There is no doubt about it. People are alarmed and they are getting organized.
He also explains, quite astutely I think, that the dynamic was very different in 2017 because everyone, including Trump and the Republicans, thought his election was a fluke. Nobody expected him to win, they weren’t prepared and people thought that he could possibly be forced to resign or the law would take him out. Now, after two impeachment acquittals, an insurrection, a successful Big Lie, numerous failed prosecutions and a restoration it’s pretty clear that it’s not that easy. He writes:
The 2024 election was very, very different. It’s wrong to say that people voted for every last thing that is happening now or whatever he happened to say at one point or another on the campaign trail. That’s not how voting works. At least a quarter of the electorate votes with only the vaguest sense of what each candidate is proposing. But it is certainly true that almost everyone had a general sense of what kind of person Trump was and what kind of president he’d be. He’d already been President, after all. What’s more the entire campaign had been run with the clear understanding that Trump winning was a very real possibility. So people couldn’t vote for him thinking it was a throwaway vote with no consequence. He didn’t just slip through. It was a very close election. But he won a plurality if not a majority of the vote and he reclaimed the industrial midwest.
This led not only to a profound demoralization that Democrats are only now emerging from. It also made his presidency seem far less fragile than it had seemed when it was perceived (and to some degree was) an accident eight years ago. The logic of mass demonstrations and other kinds of performative resistance just doesn’t play the same way. People are also in the midst, very much the targets of a far-ranging shock and awe campaign from which they are only now after a couple weeks recovering their wits. So some of the difference people are noting isn’t just demoralization or giving up. It’s a rational response to a different set of circumstances. A few big hits won’t end this. This is for the long haul.

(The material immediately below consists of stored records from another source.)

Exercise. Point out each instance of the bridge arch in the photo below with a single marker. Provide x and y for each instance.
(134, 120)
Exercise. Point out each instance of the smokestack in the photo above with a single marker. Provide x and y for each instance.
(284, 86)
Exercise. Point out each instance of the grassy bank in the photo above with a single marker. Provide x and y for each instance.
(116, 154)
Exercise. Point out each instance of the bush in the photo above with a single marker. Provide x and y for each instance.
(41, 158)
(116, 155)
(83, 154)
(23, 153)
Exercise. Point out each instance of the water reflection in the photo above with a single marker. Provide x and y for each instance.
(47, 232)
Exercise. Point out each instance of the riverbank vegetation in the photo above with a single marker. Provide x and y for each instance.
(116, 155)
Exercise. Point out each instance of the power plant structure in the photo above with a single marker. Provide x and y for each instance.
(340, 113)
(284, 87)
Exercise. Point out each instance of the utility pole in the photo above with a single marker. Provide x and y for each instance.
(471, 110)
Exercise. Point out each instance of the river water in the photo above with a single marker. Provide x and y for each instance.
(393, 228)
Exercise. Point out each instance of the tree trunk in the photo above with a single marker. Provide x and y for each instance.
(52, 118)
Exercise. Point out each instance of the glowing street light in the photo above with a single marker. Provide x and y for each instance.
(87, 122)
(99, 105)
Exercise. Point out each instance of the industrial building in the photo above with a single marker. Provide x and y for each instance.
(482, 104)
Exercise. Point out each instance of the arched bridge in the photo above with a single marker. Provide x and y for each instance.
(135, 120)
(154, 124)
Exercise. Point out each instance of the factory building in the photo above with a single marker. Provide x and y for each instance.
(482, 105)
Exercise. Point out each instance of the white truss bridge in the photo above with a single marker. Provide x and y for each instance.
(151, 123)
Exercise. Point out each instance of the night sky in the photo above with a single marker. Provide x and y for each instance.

It’s depressing but it’s also just realistic. Trump is no longer the accidental president he was in the first term. He’s the undisputed head of the Republican party and all the near misses have given him the reputation of a Strongman who cannot be stopped. It’s going to take some different strategies and a commitment to sticking with the fight to thwart his worst impulses and end this assault on our values and principles. The opposition just has to put its head down, take one step at a time in as many different directions as possible and just not give up. What choice do we have?